Hashtags unite Belgian supporters around common keywords, creating participatory culture where everyone becomes potential content producer. A supporter films his fan zone and shares his experience under an official RTBF hashtag, contributing to a collective mosaic of the competition. This democratization of narrative enriches the experience of the entire community, transforming the simple audience into co-creator actors of the tournament’s story.
Where can I watch the 104 matches of the 2026 World Cup in Belgium?
All 104 matches will be broadcast live on La Une, Auvio (streaming platform), and VivaCité (radio). The RTBF has guaranteed that no match would escape Belgian viewers, offering complete coverage of the tournament.
What times are the Red Devils matches scheduled?
Belgium will face Egypt on June 15 at 9 p.m. in Seattle, Iran on June 21 at 9 p.m. in Los Angeles, and New Zealand on June 27 at 5 a.m. in Vancouver.
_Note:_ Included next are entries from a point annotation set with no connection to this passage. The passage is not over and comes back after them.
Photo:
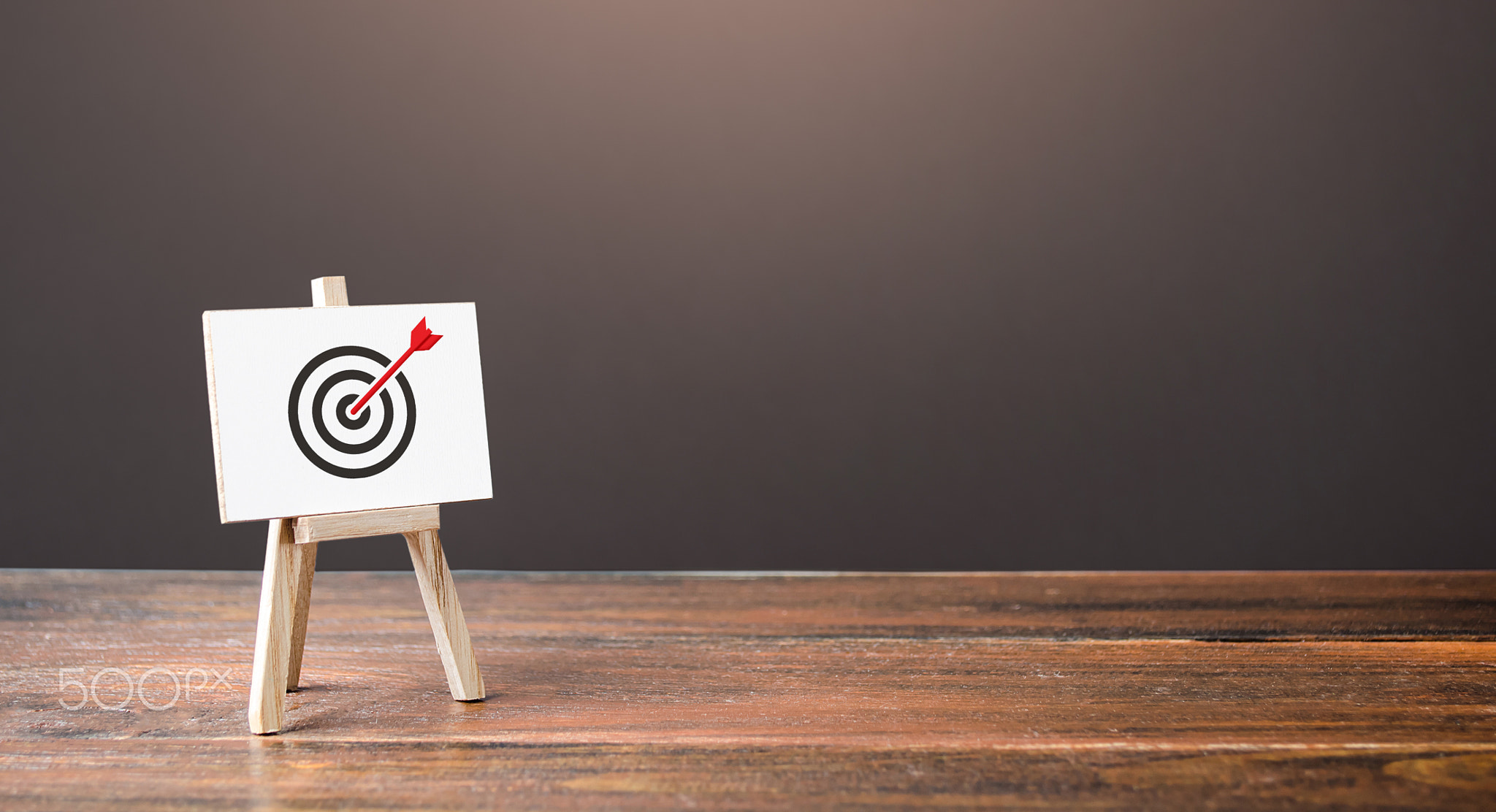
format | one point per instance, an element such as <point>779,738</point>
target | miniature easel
<point>291,558</point>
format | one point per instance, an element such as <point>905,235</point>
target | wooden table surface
<point>763,692</point>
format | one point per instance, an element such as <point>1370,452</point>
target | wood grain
<point>304,569</point>
<point>364,524</point>
<point>329,292</point>
<point>771,692</point>
<point>445,613</point>
<point>272,633</point>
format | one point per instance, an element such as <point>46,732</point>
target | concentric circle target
<point>337,442</point>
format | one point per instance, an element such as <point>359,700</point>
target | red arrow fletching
<point>421,338</point>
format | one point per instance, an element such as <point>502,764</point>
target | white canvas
<point>265,470</point>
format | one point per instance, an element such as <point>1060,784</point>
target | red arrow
<point>421,338</point>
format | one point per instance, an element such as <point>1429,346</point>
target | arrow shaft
<point>381,383</point>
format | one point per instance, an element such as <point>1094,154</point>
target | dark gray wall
<point>798,285</point>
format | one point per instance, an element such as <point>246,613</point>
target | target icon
<point>338,422</point>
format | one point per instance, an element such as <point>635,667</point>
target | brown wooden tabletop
<point>126,690</point>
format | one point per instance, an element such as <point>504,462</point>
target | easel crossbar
<point>328,526</point>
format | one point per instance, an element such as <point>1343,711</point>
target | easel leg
<point>304,566</point>
<point>272,636</point>
<point>446,615</point>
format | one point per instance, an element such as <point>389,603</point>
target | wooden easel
<point>291,559</point>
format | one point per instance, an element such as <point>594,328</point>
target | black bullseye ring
<point>343,415</point>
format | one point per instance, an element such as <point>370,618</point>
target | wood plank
<point>329,292</point>
<point>304,567</point>
<point>445,612</point>
<point>272,633</point>
<point>711,692</point>
<point>364,524</point>
<point>151,775</point>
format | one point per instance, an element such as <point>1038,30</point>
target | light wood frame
<point>291,559</point>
These schedules can be consulted in detail on the RTBF website.
What daily shows structure the RTBF tournament coverage?
Two flagship shows frame the coverage: World Cup: The Magazine at 8:10 p.m. each evening for the recap, and World Cup: The Match which frames all matches scheduled between 6 p.m. and 10 p.m. A daily videocast The Morning is also available starting at 7 a.m. on Auvio.
What major personalities from RTBF will cover the 2026 World Cup?
Anne-Sophie Depauw, Olivia Grisard, Christine Schréder, Lise Burion, and Frédéric Waseige form the pillars of the coverage. Sarah Mottard, Alessia Lombardo, and other reporters complete the team from the stadiums, fan zones, and behind-the-scenes of the tournament.
How can I access reports from the tournament’s behind-the-scenes?
Sarah Mottard offers regular reports on RTBF News and social media, covering the tournament behind-the-scenes, meetings with expatriate Belgians, and human dimensions of the competition beyond the fields.